Szilva was born and raised in the old city of Sudbury. He proposed the Big Nickel monument in 1963, when he was a 28-year-old firefighter. It subsequently became one of Sudbury's most recognizable features, and Szilva owned both the monument and the surrounding park area until 1981.

Szilva was an active Roman Catholic. During the 1980s, he co-managed a successful private lottery named "Pot `O' Gold" that provided funding for Ontario's Catholic schools. When the provincial government of Bill Davis extended full funding to Catholic education in 1984, Szilva helped wind down the lottery and re-establish it as a charity fund.

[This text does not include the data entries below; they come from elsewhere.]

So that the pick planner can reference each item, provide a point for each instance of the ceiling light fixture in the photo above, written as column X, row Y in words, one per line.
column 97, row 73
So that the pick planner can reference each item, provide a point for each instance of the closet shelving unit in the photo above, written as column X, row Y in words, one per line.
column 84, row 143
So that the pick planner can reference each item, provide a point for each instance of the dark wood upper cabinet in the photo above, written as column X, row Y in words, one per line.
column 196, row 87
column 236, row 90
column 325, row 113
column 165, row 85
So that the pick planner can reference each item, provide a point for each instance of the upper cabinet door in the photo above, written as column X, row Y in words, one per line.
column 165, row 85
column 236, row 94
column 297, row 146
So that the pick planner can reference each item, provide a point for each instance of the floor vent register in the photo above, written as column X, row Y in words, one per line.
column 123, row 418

Some have suggested that Davis's decision to fund Catholic schools was predicated, in part, on his government's desire to re-establish control over the lottery sector. Szilva continued to co-manage the charity fund into the 2000s.

Szilva was a longtime member of the Liberal Party of Canada and the Ontario Liberal Party, and played an organizational role in several political campaigns. He ran for Mayor of Sudbury against Peter Wong in 1985, but was defeated. He endorsed Colin Firth's bid to become mayor in 2003, and unsuccessfully sought a seat on the Roman Catholic School Board in 2006.

He was the inventor of the D-Best Keyholder, and was president of D-Best Products.

In 2009, he was made a member of the Order of Ontario.

Szilva and his son Jim published The Big Nickel: The Untold Story, a book about the challenges he faced bringing the project to fruition, in 2014.